Thursday, March 07, 2019

Flora the Red Menace

If you know the musicals “Cabaret” and “Chicago,” you know the music of the songwriting duo John Kander and Fred Ebb. But you may not be familiar with “Flora the Red Menace,” their first collaboration.

Now is your chance to see this seldom performed show in a sparkling production at Wyatt Pavilion, under the direction of Mindy Cooper, professor of theater, and Granada Artist-in-Residence Judy Blazer, an acclaimed veteran of Broadway and regional theater. Graduate student Diego Martinez-Campos collaborates with Cooper on the choreography (he also performs in the show). Graham Sobelman provides music direction.

At a talkback after one of the performances, Cooper explained the choice of this musical was precisely because there is so little available about the show on the internet and she felt it was the perfect opportunity for the actors to create their own characters without trying to copy something that had been done before.

The show originally appeared on Broadway and won a Tony for Liza Minnelli, making her Broadway debut. It only ran for 87 performances but was revived off-Broadway, with a new book, in 1987, and it had better success.

Though set in 1935 in the midst of the Depression, the story resonates with today’s young people, struggling with many problems, yet with a renewed desire to work to make the world better.

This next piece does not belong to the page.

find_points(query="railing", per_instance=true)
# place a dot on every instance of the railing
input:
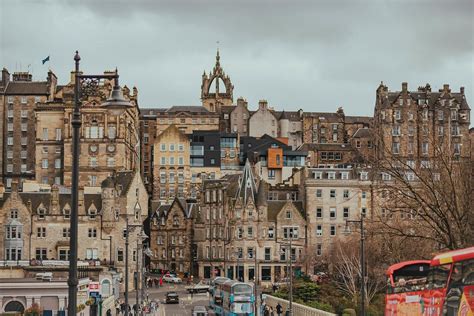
(298, 309)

Flora Meszaros (Talia Friedenberg) plans to be a fashion designer and applies at Gimbel’s, Saks Fifth Avenue, Macy’s and Altman’s before finally applying at Garret and Mellick’s where she meets Harry Toukarian (Nathaniel Challis), a fellow artist, who stutters when he gets nervous.

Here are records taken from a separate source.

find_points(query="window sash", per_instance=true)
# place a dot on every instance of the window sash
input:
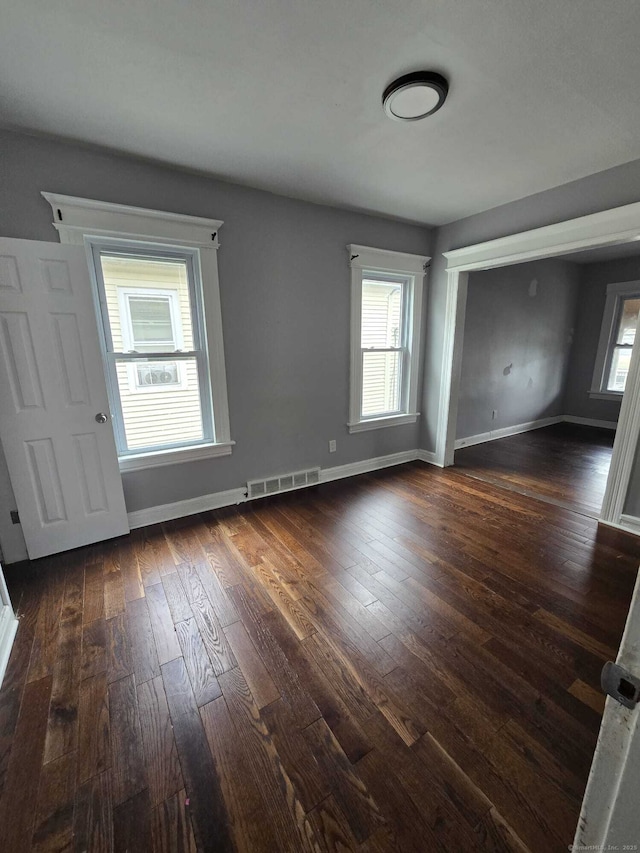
(133, 249)
(402, 363)
(405, 283)
(613, 345)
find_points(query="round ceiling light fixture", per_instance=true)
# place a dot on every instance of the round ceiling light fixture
(415, 96)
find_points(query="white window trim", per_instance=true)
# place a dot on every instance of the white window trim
(77, 220)
(128, 341)
(615, 292)
(413, 267)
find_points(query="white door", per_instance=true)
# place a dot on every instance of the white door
(610, 816)
(54, 412)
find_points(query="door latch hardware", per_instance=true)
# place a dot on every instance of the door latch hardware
(618, 682)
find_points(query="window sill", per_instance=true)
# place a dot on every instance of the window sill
(379, 423)
(140, 461)
(605, 395)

Friedenberg’s Flora is a positive thinker, knowing she is somehow going to “make it” (“The Kid Herself”), though not quite satisfied when its seems that she does.

“When it all comes true
Just the way you’d planned
It’s funny but the bells don’t ring”

(It should be noted that none of the songs in this show ever made it into the popular repertoire, though they are fun to hear and in places show where Kander and Ebb will go in the future.)

Harry confesses that he is a communist and may be one of the most likable communists you’ll meet outside of “The Americans.” He is earnest, sincere and knows that he will help change the world, as he urges Flora to “Sign Here” and join the party.

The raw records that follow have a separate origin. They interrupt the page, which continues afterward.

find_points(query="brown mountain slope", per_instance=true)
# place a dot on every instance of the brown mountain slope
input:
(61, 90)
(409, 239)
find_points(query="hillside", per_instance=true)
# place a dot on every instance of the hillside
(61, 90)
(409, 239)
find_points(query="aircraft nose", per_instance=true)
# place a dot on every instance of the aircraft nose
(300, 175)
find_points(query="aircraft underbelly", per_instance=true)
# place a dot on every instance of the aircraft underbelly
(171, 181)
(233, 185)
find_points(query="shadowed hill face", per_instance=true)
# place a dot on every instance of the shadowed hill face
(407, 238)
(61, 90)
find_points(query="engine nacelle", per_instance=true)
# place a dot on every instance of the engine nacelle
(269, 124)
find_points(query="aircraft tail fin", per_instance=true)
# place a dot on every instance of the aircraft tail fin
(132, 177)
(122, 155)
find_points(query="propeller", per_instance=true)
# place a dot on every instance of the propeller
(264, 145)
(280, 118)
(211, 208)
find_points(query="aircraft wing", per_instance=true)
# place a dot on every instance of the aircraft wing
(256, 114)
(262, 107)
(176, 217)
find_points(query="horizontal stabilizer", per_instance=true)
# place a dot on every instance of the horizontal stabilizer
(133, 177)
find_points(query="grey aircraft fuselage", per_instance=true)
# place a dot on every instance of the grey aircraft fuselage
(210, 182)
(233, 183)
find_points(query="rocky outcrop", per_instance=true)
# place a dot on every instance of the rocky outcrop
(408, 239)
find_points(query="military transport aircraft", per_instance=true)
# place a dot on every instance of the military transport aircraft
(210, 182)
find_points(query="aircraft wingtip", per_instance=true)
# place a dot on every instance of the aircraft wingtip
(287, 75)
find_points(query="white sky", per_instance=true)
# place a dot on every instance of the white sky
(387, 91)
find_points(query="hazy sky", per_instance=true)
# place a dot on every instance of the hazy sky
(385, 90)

Flora invites Harry to come to her artists’ cooperative loft, which is shared by several other struggling artists, including Kenny (Martinez-Campos) and Maggie (Aubrey Schoeman), dancers who are looking for a big break. They have several fun dance numbers, like “Keeping it Hot.”

Sophie Brubaker adds great passion and comic genius to the role of the uber Communist, Charlotte, especially impressing the others with her acts of the week (“Just Tuesday in the subway I threw a rotten egg/I called a man a fascist and I bit his daughter’s leg.”)

Things become more contemporary in lines like ”Don’t worry, there’ll never be another crash” and the chorus:

“There are people out there with no shoes on their feet 
Who shelter in doorways in snow and in sleet. 
And they search through the garbage 
to find something to eat.”

Flora’s dedication to the party is tested when she must make the choice of whether or not to cross a picket line to correct an error she made that will cost 33 people their jobs. Her decision will affect both her dedication to the party and her relationship with Harry.

Special notice must be made of understudy Katie Halls, who learned everyone’s part and then one day before the opening, filled in on some scenes for one of the actors who had some physical problems. You’d never know that Halls had not been cast in the role from the beginning.

This may not have the pizzazz of Chicago or Cabaret, but it is nonetheless fun to see how Kander and Ebb got their start, and the production is excellent, so this is the way to see it!